PDF Print E-mail
Activités et revenus complémentaires à domicile - Trader, Bourse et Forex en ligne

 

3 Comment prendre une décision d’investissement

3.1 Savoir s'informer

La première étape dans l'initiation boursière est souvent la lecture de la cote, cote que l'on peut retrouver dans les principaux quotidiens économiques en détail ou synthétisée dans les journaux d'information génaralistes. Une cote donne les principaux éléments d'information relatifs à la séance de la veille avec le nom des différentes valeurs, classées par ordre alphabétique et par marché. Sur une valeur, on retrouve essentiellement des informations relatives à son cours, à savoir le dernier cours coté, son plus haut et son plus bas au sein de la séance boursière, son premier cours ou cours d'ouverture. Y figure aussi son code ISIN, code que vous serez amené à réutiliser pour passer vos ordres ou rechercher de l'information. Le nombre de titres composant le capital social de l'entreprise est généralement précisé de même que les volumes, c'est à dire le nombre de titres échangés sur cette valeur lors de la séance précédente. Enfin, le plus souvent, on retrouve des données relatives au dividende (montant payé par l'entreprise à ses actionnaires), avec la date du dernier paiement, le montant net et l'avoir fiscal. Les différentes informations que l'on retrouve dans une cote sont assez succinctes, mais leur lecture régulière permet de commencer à avoir une "mémoire de marché" c'est à dire de commencer à intégrer les cours cotés par un certain nombre de titres, information qui vous servira régulièrement par la suite pour détecter des baisses anormales dont vous pourrez profiter.

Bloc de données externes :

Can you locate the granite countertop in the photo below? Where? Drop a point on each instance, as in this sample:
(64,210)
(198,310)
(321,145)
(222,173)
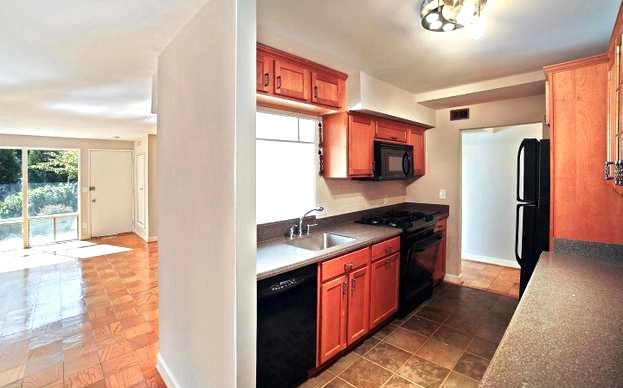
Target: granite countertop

Le second stade de l'information consiste généralement à commencer à lire les hebdomadaires boursiers du week-end. Ces journaux vous donneront des conseils pour investir, servez-vous en pour découvrir les activités des sociétés, les informations à connaître, etc... Pour commencer, la lecture d'un seul de ces journaux est suffisante.

Enfin, Internet a donné naissance à de nombreux sites d'informations ou de conseils boursiers. L'intérêt principal des sites est de diffuser une information dans les plus brefs délais, ils connaissent une forte croissance de leur diffusion. Soyez cependant vigilants vis à vis des informations qui y sont diffusés, la qualité des conseils étant parfois très disparate. Prenez surtout garde aux informations souvent erronées qui circulent sur les forums et qui ont surtout pour objectif d'influencer vos investissements boursiers. Il y a sur les forums beaucoup d'informations intéressantes mais aussi beaucoup de désinformation.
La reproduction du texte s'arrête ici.